Relax, Netflix bulls. A little fundamental overvaluation doesn't mean you have to kick a stock out of your portfolio. Ask the Nasdaq, which officially welcomes the content streaming king into the Nasdaq 100 (^NDX) today. The move adds another somewhat artificial bid under NFLX shares, not that the company needs it after gaining 140% YTD.
For fans of the PowerShares QQQ Trust ETF (QQQ), the most popular way to trade the Nasdaq 100, the inclusion of Netflix can't come soon enough. NFLX shares have outpaced the index by 14x year to date. The best of the stocks already in the club is Micron Technology (MU) with a mere +89% for 2013.

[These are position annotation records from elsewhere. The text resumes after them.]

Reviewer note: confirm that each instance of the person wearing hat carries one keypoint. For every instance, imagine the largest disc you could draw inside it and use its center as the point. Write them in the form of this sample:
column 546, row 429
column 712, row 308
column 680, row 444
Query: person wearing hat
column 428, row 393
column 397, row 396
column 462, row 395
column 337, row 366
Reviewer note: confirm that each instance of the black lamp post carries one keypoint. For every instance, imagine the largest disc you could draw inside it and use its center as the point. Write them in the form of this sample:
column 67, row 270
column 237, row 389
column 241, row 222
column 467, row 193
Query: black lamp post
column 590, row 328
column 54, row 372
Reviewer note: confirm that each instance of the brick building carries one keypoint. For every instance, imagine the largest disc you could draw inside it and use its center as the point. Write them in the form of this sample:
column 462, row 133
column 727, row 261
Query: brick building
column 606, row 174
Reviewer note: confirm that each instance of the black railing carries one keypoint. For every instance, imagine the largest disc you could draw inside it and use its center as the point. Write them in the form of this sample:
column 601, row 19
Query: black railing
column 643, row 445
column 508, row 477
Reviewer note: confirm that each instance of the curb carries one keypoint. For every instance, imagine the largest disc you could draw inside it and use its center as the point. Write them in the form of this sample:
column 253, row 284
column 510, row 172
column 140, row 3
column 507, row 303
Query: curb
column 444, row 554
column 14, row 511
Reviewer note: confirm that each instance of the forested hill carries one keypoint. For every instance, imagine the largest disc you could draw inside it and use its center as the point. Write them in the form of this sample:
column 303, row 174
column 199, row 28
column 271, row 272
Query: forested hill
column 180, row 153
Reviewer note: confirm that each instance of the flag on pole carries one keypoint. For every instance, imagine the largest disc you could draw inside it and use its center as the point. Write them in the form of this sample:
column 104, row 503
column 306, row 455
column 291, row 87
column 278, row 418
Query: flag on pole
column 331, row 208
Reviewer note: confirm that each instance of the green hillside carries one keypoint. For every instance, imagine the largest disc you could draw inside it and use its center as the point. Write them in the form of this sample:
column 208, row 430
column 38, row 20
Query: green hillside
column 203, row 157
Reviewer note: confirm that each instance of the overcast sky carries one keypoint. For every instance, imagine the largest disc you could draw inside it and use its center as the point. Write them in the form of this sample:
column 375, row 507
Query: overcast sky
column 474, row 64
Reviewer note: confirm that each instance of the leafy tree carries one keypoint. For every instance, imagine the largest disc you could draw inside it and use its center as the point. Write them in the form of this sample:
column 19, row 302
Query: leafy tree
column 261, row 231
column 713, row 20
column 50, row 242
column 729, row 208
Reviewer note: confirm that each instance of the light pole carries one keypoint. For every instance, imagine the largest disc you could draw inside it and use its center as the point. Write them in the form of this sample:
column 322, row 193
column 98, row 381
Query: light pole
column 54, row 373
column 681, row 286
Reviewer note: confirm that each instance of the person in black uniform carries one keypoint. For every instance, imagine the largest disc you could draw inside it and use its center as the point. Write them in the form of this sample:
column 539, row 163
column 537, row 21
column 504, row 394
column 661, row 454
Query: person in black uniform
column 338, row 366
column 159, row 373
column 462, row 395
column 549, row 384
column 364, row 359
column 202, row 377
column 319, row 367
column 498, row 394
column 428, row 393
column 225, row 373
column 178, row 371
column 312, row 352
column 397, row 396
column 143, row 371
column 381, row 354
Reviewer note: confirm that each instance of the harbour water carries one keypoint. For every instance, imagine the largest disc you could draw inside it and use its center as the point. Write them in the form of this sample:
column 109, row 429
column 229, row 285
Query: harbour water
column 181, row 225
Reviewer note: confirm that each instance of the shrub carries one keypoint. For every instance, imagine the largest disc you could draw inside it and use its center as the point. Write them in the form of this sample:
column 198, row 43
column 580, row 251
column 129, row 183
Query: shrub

The reason strict fundamentals don't matter to Netflix for the moment is that the company has a huge number of skeptics and a great story, as Hickey explains in the attached video. At the beginning of the year Bespoke ran a study of Apple (AAPL) consumers and found a surprisingly high number of iTunes' famously loyal customer base moving toward streaming content services. "People are moving towards having access to more content rather than owning a specific piece of content."
One reason for the exodus is price. By way of example, on iTunes "Breakfast at Tiffany's" can be rented for $3.99 or purchased for $17.99. On Netflix you can watch Audrey Hepburn in her prime anytime you want for $8 a month. Episodes of "Arrested Development" sell for $1.99 apiece on iTunes. Netflix famously has the entire series available for no incremental cost, including season 4, which can't be had at any price on iTunes.
iTunes has fresher content but its pricing seems more dated than "Moon River."
Of course, it costs Netflix a dump truck full of money to make a new season of "Arrested Development." Producing content that will attract new subscribers is a risky bet for the best studios, let alone a company that got its start renting DVDs by mail.
Whether or not Netflix can make original content a compelling part of its business is almost impossible to handicap. Netflix can't be valued on the basis of discounted cash flows. It's a story stock, for better or worse.
That's why Hickey is taking his cues on how to play Netflix from the charts. As long as Netflix doesn't break its uptrend or drop below its 50-day moving average, Hickey says the chart will be a bullish formation.
For those playing at home, NFLX 200-day MA is currently sitting at around $204 a share, which is right about where the uptrend comes into play. Using those points as your absolute stops is a way for investors to get long a hot "story stock" without risking it all.